Cuba aux Cubains!
Oxfam-Solidarité
Une inacceptable réussite ?
Oxfam-Solidarité est présente à Cuba depuis
1984 et y collabore avec de nombreux partenaires. Depuis plus de 20 ans, la
coopération avec l’île s’est révélée
d’une efficacité rarement rencontrée ailleurs dans le monde.
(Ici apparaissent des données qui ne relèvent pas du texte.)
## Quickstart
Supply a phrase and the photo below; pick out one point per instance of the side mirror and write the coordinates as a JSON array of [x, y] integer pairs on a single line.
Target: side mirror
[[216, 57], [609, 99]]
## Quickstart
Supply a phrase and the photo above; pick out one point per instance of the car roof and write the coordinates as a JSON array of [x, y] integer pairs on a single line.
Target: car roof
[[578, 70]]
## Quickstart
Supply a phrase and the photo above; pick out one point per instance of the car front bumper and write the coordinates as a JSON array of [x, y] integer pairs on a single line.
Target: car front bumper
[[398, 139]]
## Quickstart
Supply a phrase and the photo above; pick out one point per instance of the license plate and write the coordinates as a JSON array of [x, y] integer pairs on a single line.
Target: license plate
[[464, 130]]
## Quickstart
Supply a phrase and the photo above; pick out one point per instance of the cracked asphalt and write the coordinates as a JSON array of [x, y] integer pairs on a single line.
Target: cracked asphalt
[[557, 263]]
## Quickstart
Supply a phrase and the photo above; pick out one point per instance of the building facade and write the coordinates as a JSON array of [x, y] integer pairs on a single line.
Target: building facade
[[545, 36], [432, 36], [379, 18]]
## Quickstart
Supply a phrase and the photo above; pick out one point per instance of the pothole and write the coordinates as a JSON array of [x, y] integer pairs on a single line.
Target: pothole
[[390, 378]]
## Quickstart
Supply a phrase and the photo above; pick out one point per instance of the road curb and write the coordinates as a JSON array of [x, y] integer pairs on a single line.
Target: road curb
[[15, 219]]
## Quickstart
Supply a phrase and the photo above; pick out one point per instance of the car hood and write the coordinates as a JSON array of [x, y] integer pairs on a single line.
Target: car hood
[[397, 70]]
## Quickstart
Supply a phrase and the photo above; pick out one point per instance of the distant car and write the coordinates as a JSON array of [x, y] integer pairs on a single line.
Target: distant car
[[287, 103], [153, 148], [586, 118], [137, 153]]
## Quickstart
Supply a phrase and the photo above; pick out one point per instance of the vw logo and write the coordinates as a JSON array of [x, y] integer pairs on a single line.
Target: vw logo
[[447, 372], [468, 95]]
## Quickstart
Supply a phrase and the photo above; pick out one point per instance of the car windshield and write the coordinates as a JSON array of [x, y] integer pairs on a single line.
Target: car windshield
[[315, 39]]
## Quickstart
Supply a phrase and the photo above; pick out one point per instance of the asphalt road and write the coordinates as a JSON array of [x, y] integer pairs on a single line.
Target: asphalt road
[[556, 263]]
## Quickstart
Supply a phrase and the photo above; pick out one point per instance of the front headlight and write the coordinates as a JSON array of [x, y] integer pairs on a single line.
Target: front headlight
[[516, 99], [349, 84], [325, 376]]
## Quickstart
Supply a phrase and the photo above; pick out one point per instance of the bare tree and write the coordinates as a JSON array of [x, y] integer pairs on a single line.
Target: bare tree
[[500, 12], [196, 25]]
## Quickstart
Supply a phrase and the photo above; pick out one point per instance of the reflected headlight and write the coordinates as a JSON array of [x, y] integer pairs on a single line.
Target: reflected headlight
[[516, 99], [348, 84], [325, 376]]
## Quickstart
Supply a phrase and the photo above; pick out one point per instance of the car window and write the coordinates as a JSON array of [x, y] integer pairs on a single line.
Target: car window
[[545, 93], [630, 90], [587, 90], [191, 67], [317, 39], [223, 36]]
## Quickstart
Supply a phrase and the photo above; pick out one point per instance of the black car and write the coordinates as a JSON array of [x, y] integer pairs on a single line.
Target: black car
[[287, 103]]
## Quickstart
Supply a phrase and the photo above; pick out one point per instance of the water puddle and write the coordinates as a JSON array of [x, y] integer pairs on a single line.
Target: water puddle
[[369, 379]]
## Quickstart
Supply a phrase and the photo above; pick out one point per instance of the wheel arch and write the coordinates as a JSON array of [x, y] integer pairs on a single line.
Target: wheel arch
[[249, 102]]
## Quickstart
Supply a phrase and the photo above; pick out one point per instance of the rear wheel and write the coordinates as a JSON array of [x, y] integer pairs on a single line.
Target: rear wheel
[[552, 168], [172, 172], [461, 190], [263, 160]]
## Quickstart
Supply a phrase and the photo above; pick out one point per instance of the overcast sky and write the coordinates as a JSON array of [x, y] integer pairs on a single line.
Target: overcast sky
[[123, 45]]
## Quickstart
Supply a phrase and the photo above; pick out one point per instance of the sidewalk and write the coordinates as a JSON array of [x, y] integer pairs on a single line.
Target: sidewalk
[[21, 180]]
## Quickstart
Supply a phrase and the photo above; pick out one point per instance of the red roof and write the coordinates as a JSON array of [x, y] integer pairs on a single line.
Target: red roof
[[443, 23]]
L’un des éléments que cette longue et fructueuse relation
avec la population cubaine nous apprend, c’est que le peuple est prêt
à défendre ses acquis. L’économie cubaine se porte
bien mieux qu' il y a dix ans. Ces 18 derniers mois, la croissance économique
avoisine les 8%, et l’industrie du tourisme assure des revenus conséquents
au pays. La fourniture de pétrole est garantie par des contrats conclus
avec le Venezuela, et des biens de consommation sont disponibles, principalement
en provenance de Chine. Un pays qui finance d’ailleurs les forages pétroliers
prometteurs entre la Floride et le nord de Cuba. L’exportation de sucre
et de nickel bénéficient de prix élevés sur le marché
international. La légitimité populaire du parti communiste cubain
est bien plus importante que celle en vigueur dans l’ancien bloc de l’Est,
et Cuba n’a donc ni besoin des Etats-Unis, ni de l’Union européenne
pour assurer son développement.
Les Objectifs du Millénaire pour le Développement,
qui doivent constituer le fil rouge de la politique étrangère
européenne (commerce, politique, coopération), ont été
adoptés en 2000 aux Nations Unies et doivent être atteints d’ici
2015. Il se fait que, contrairement à la plupart des autres pays du Sud,
plusieurs de ces objectifs sont déjà atteints à Cuba. Et
d’autres sont en passe de l’être, quasiment 10 ans avant la
fin du terme prévu. Cela a-t-il un rapport avec le fait que Cuba est
un Etat fort, prenant ses responsabilités et répondant aux aspirations
de sa population en matière d’enseignement, de soins de santé,
d’alimentation, de logement, d’emploi, de sécurité,
ou d’égalités des chances entre hommes et femmes ?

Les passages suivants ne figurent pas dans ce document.